The unavoidable question. Often followed by speculative reasons why learning this isn’t necessary for my goals. Every beginner-intermediate learner asks the same questions and has the same doubts. Then the second they learn it they realize that they could never have lived without it.
Spoiler: The answer to all of the below questions is… YES.
Do I really need to learn kana?
Most of you have learned the kana, so you might be thinking this is a non-question. An obvious given. If you learned English, no one asks “should I learn the alphabet?”
But this is one of the top questions for initial Japanese learners because of one unique entity: romaji. Romaji is the English lettering of the Japanese language. And from an outside perspective, it makes sense. You know English. Rather than spend a long time learning a difficult set of foreign characters, why not just use the English characters instead. You’ll reach the same result. “Romanji” all the way! After all, “you just want to speak the language.”
When you realize its importance: the second you start reading Japanese sentences grouped together.
Do I really need to learn kanji?
The big one that stays with you for years. It is the Japanese undertaking, so there is no shortage of chances to wonder its actual value. You already have kana, which is the natural way to pronounce Japanese words. With thousands of kanji, thousands of readings, and a seemingly endless maze of conflicting rules… why?!
When you realize its importance: advanced level. You don’t learn kanji just because it’s how Japanese is written. Kanji makes Japanese easier, not harder. It just takes time to see that. It is the biggest understanding assist you will ever have.
Do I really need to learn the advanced polite levels of Japanese?
You learn the base politeness levels early on. Add ～ます and you’re good. How often are you going to be in a situation where you need to use the more advanced politeness levels? You aren’t working at a Japanese company. And even if you were, you could easily get by on ～ます.
When you realize its importance: Once you start getting involved in real conversations (not in an educational/language partner setting) and watching TV.

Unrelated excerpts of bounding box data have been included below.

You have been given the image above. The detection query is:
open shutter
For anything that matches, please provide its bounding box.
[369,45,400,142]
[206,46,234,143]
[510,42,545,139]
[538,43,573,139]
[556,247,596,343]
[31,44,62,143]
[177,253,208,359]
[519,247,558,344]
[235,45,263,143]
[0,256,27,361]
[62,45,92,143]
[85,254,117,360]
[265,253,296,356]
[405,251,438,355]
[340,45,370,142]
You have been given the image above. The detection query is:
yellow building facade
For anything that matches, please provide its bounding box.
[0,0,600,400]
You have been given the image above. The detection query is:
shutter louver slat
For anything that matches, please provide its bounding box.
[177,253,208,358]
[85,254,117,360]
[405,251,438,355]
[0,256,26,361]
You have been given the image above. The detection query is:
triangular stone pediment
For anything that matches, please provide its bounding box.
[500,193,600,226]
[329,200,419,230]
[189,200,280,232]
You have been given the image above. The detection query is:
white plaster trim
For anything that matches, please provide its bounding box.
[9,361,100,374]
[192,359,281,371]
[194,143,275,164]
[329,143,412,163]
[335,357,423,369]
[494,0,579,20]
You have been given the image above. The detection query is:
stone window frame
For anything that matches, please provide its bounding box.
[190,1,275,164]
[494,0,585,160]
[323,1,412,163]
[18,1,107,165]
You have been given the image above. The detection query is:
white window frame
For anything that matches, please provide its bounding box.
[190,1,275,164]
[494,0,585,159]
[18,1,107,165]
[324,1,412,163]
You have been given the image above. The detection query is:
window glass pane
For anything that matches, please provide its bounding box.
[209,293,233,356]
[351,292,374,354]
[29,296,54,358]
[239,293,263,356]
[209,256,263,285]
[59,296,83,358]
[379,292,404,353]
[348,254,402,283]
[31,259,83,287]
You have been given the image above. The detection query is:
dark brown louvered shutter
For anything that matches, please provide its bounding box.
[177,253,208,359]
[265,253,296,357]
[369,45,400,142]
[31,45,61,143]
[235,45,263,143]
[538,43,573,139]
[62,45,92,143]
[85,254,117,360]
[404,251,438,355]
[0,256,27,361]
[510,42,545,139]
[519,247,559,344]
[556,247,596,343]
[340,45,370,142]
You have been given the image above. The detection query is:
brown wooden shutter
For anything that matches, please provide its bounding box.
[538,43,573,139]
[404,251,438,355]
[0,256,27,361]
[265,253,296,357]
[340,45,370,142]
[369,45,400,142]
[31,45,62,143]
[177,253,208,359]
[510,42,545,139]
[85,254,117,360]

It doesn’t matter that you personally won’t use it. Other people will. And while it might not be full blown, it is scattered throughout normal spoken Japanese. More importantly, do you plan on watching TV? It’s everywhere. Not just because people are always ultra polite. But because characters are defined by the way they talk, and a lot of them speak ultra polite (even though you think they wouldn’t).

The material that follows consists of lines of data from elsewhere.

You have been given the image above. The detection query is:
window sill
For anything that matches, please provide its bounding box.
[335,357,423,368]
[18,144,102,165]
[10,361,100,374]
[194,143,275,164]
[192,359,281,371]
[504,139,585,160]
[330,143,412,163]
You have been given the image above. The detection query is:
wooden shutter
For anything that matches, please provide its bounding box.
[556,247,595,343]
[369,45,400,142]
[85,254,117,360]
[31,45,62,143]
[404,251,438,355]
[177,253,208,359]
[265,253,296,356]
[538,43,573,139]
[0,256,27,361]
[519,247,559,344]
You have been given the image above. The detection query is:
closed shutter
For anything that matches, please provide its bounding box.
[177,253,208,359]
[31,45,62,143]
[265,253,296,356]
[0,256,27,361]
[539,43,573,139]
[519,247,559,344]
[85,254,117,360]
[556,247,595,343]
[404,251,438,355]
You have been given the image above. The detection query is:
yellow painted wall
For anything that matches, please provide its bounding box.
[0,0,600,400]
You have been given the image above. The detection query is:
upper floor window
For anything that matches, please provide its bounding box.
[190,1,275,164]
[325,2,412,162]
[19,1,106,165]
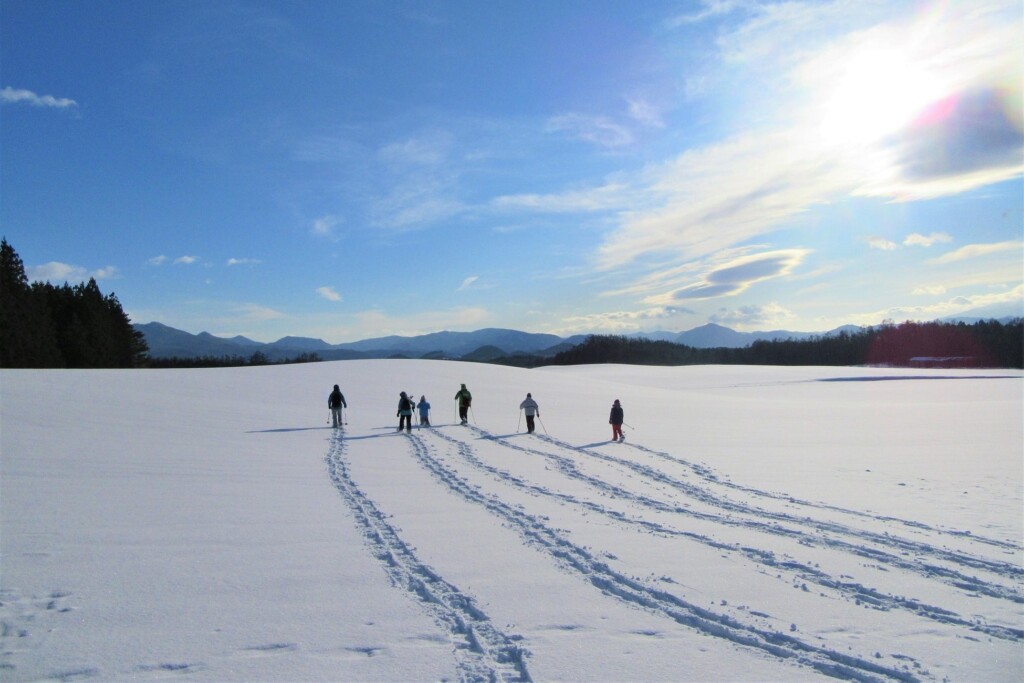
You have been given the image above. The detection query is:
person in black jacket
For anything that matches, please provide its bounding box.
[608,398,626,441]
[398,391,416,433]
[327,384,348,428]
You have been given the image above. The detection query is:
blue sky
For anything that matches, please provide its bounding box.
[0,0,1024,343]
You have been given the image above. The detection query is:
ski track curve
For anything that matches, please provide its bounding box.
[536,436,1024,606]
[325,431,532,683]
[622,441,1024,557]
[407,427,920,681]
[421,427,1024,641]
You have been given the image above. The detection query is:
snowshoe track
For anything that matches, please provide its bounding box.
[419,427,1024,641]
[326,433,531,683]
[410,427,919,681]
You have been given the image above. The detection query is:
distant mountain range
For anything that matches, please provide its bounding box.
[133,304,1021,360]
[134,323,861,360]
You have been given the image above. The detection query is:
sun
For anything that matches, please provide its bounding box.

Do I really need to learn dialects?
You finally learn standard Japanese and now you expect me to learn the different way people talk in different regions? And since most people in those regions speak standard Japanese as well, what’s the point? I never learned the dialects in my own country. It’ll just come naturally or it is not useful at all.
When you realize its importance: when you are high level but still wonder why you can’t understand a lot of TV.
Dialects differ significantly from standard Japanese. And while you don’t need to go out of your way for most dialects, if you want to understand Japan (and Japanese TV), you need to understand Kansai dialect (specifically Osaka), because it is so common. I guarantee some of your top favorite anime characters are speaking in it. Try not considering it just a dialect. Consider it a part of Japanese.
This is just a short list hitting on some of the major ones. What other things did you wonder whether you should learn, and then realize later how ridiculously “YES” the answer was?
Founder of Jalup. iOS Software Engineer. Former attorney, translator, and interpreter. Still watching 月曜から夜ふかし weekly since 2013.
I think this also begs the question of: how much do you actually want to respect the language that you’re learning? If you only learn a portion of it, then I see it as the equivalent of saying you don’t want to take the time to invest in a part of the language’s identity. Each part is a muscle and they all work together. Each part is interwoven into the culture that surrounds (and builds) the language. Neglecting to understand one part neglects the culture too. Why learn a language only partly, when you gain so much more overall understanding by learning all parts?